El 22 de octubre, tras ignorar a sus propios halcones, Kennedy, en una alocución televisiva desde el Despacho Oval, desveló la gravedad de la crisis y anunció la imposición de un bloqueo rebautizado como una «estricta cuarentena» para evitar sus connotaciones beligerantes. El forcejeo que siguió durante varios días, incluido el derribo de un U-2 estadounidense, se complicó sobremanera por la carencia de un canal directo de comunicación entre la Casa Blanca y el Kremlin.

Entre mensajes contradictorios, al final emergió un principio de acuerdo sin concesiones públicas. Ignorando tanto a Cuba como a los aliados de la OTAN, el entendimiento bilateral permitía a ambas partes salvar la cara y presumir de haber conseguido sus objetivos. La Unión Soviética retiraba sus misiles y Estados Unidos se comprometió a no invadir Cuba y prescindir de sus propios misiles de alcance medio Júpiter desplegados en Turquía.

En cuestión de dos años, Nikita Kruschev fue destronado en un golpe palaciego. Y todavía hoy se debate por qué pareció que había claudicado mucho más que Kennedy. Una posible respuesta sería el ferviente marxismo del líder soviético que le hacía pensar que la historia estaba de su lado y que la hoz y el martillo se estaban imponiendo de forma inexorable por todo el mundo. Odd Arne Westad, en su magistral historia de la Guerra Fría, lo explica así: «Kruschev quería celebrar el triunfo del comunismo no elogiarle en su pira funeraria».

Sesenta años después de la crisis de los misiles cubanos, el mundo vuelve a hablar demasiado y mal sobre armas nucleares. En el contexto de Ucrania, Vladímir Putin ha chantajeado desde el principio con lo único que le queda a Rusia de superpotencia. Desde la tarantela de 'bombas sucias' y cargas tácticas como 'pequeños Chernóbils' hasta las primeras maniobras desde la invasión simulando una imparable escalada con Estados Unidos, todo ello acompañado por la constante presión tipo 'Múnich 1938' que insiste en no humillar a Putin y permitirle salvar la cara a través de negociaciones.

Es cierto que la búsqueda de una solución diplomática sea quizá el ingrediente más conspicuamente ausente en estos ocho meses de tragedia en Ucrania. En 1962, el pulso nuclear entre Washington y Moscú tuvo como telón de fondo una diplomacia secreta que acabó por desactivar el riesgo de confrontación. Quizá sea un error presentar la diplomacia como una alternativa incompatible con el respaldo militar a Ucrania. Como ha explicado con elocuencia Gideon Rachman en las páginas del 'Financial Times', «ambos enfoques deberían ir de la mano y ser complementarios entre sí».
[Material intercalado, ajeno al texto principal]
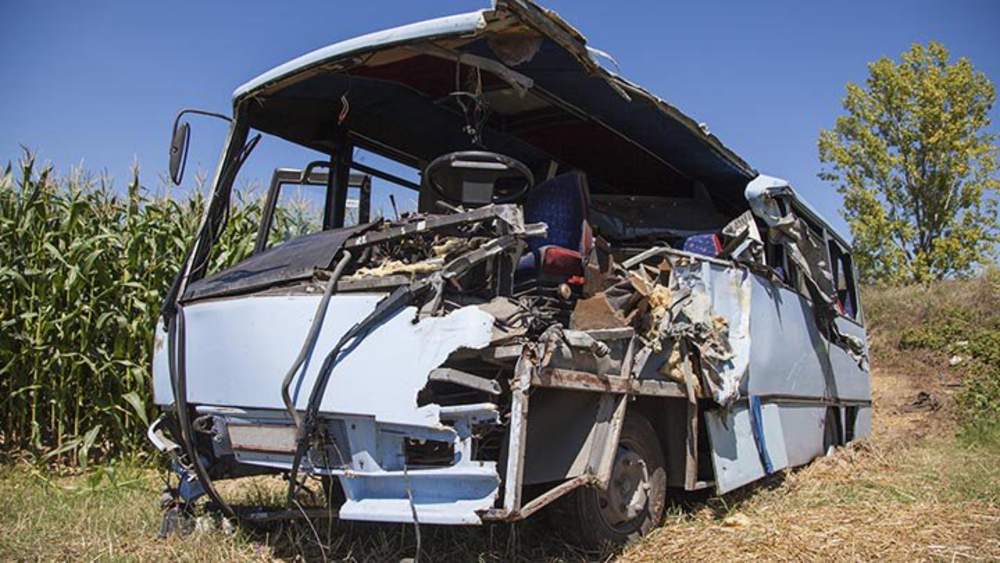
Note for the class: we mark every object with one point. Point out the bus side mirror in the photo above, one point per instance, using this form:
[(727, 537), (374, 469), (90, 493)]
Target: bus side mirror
[(178, 150)]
También es cierto que ahora sería una locura ceder al chantaje nuclear y regalarle un alto el fuego al Kremlin cuando los ucranianos están avanzando con éxito y recuperan su territorio. Lo verdaderamente urgente es que Occidente siga facilitando a Ucrania la suficiente potencia de fuego como para recuperar objetivos como Jersón y todo los que se pueda del Donbass antes del invierno y de que un previsible Congreso hostil en EE.UU. empiece a cuestionar la ayuda a Kiev. Cuanto más fuerte sea la posición militar de Ucrania en la próxima primavera, más probable será que Putin no consiga revertir el rumbo de una guerra que está no solo perdiendo sino aniquilando la Rusia que él ha creado.